Who is William Onyeabor? The mysterious figure that totally and utterly transformed African pop music in the 70s, and more so the 80s, has had a sort of boom in modern Western music, thanks in part to an insanely bold choice by--eww--Apple to include his song "Fantastic Man" in a commercial. The song became so popular from that alone that it became an actual charted hit...38 years after it came out.

Now, William Onyeabor passed before the song ever made it anywhere, but by all accounts he lived in self-imposed isolation having found an entirely different path in life. But it is fun to think that while we usually think of non-Western countries being decades behind the US/Europe in their musical taste (e.g., disco being popular in...ahem...East Germany in the late 80s and 90s), this time WE were behind, just now finding popular a song from Nigeria decades after the man who wrote it retired from public life.

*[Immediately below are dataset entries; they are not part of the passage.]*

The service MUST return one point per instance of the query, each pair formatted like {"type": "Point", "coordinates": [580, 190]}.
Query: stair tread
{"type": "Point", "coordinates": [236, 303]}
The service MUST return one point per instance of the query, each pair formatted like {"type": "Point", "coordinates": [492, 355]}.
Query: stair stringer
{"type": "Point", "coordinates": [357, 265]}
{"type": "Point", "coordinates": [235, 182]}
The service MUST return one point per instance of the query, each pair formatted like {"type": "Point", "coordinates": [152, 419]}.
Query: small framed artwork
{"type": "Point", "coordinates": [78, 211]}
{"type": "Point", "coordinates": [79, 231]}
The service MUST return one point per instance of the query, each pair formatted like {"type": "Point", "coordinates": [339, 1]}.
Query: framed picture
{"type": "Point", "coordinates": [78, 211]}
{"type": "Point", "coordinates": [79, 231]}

This is all to say that the journey of where Ibibio Sound Machine derives their incredibly unique sound begins with the inventive and, honestly, insane sounds of an electro-funk master from 70s Nigeria. Of course, even calling the band IBIBIO Sound Machine is detailing their roots, Ibibio being a language spoken primarily in Nigeria, and many of singer Eno Williams' lyrics are in that language.

Over the course of three albums, Ibibio Sound Machine has fine-tuned a musical quality that can only be called a time machine. The highly processed synths repeat like something from Human League and the use of live percussion and "cheap" drum machines recalls the very best of Lipps, Inc. (like, the one song; you know the one I mean).

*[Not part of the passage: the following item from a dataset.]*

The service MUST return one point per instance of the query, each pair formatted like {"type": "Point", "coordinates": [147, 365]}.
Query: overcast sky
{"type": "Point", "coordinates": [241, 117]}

The band's self-titled debut really laid the effect on thick, which made for a more novel listening experience than a truly compelling one. 2017's Uyai was a revelation, brightening the production and bringing the Onyeabor influences into the harsh fluorescent light. But this album, Doko Mien, this is the culmination of getting all the ingredients to the witch's brew just right.

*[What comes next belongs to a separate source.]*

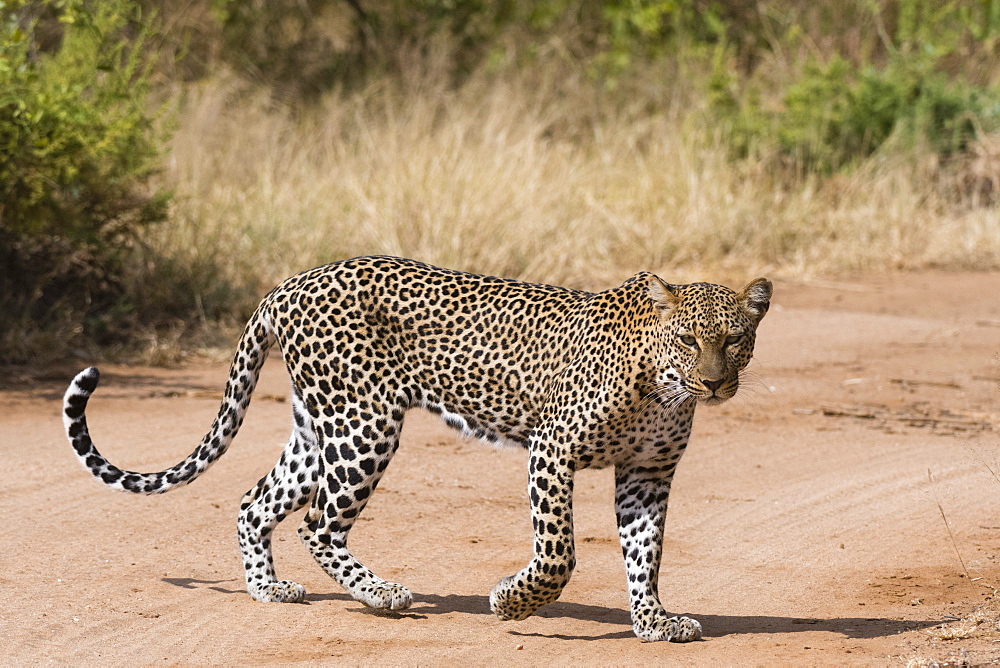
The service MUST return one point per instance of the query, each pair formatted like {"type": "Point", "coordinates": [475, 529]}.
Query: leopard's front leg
{"type": "Point", "coordinates": [550, 489]}
{"type": "Point", "coordinates": [641, 504]}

Doko Mien transitions from Afro-beat to Italo-disco to new wave to electro-funk to soul so fast and so seamlessly that it blisters the skin; all the while Eno Williams sings so beautifully in two languages that you're brought to the heights of human emotion.

The songwriting is catchy and highly complex, leaving no one wanting. Whether they are creating a ballad like "I Know That You're Thinking About Me", a dance floor banger like "Tell Me (Doko Mien)", or even a soundscape interlude like "I Will Run", ISM have clearly put the work in to make sure every detail is exactly right.

It's rare to witness perfection, but when you do, you never forget. This is a band at the peak.




Avey Tare
Cows on Hourglass Pond
Neofolk

An admission: I have always been slightly fascinated by the various solo careers from the members of Animal Collective. Obviously, Panda Bear is the one most people are immediately familiar with, as he was the most successful out of the gate. And if we all can't admit to ourselves that Person Pitch was secretly the best album of the 2000s, then we just live in a grand delusion.

Avey Tare (real name: David Michael Portner) is the other member of the Collective to venture into solo territory, though it could be said that's unnecessary since he's the primary songwriter of Animal Collective's output. And with Cows on Hourglass Pond, that connection becomes more obvious than ever.

Much of Cows on Hourglass Pond sounds like Merriweather Post Pavilion and Centipede Hz outtakes and b-sides. These are literally indistinguishable from Animal Collective songs. Even his more experimental turns, like the incredibly glitchy "Nostalgia in Lemonade", are familiar territory. And when it's not Animal Collective he's evoking, there's such a strong Atlas Sound influence that no one could blame you if you mistook this for Logos Part 2.

That said, I feel like this review is skewing negative, when in reality it's anything but. To be honest, I think Atlas Sound owes more to Avey Tare and Animal Collective than the other way around, and to be brutally honest, this is the best thing to come out of that group OR any of the members' solo projects in ten years.

Cows on Hourglass Pond is interesting. For the first time in a long time, Tare is involved with something interesting. The sonic choices, production, songwriting--they're all well above average, and they combine for an album that genuinely intriguing and might not only require multiple listens to "get", but will also make those re-listens enjoyable. It's well-paced, composed, and varied.

I only wish more people would make interesting music.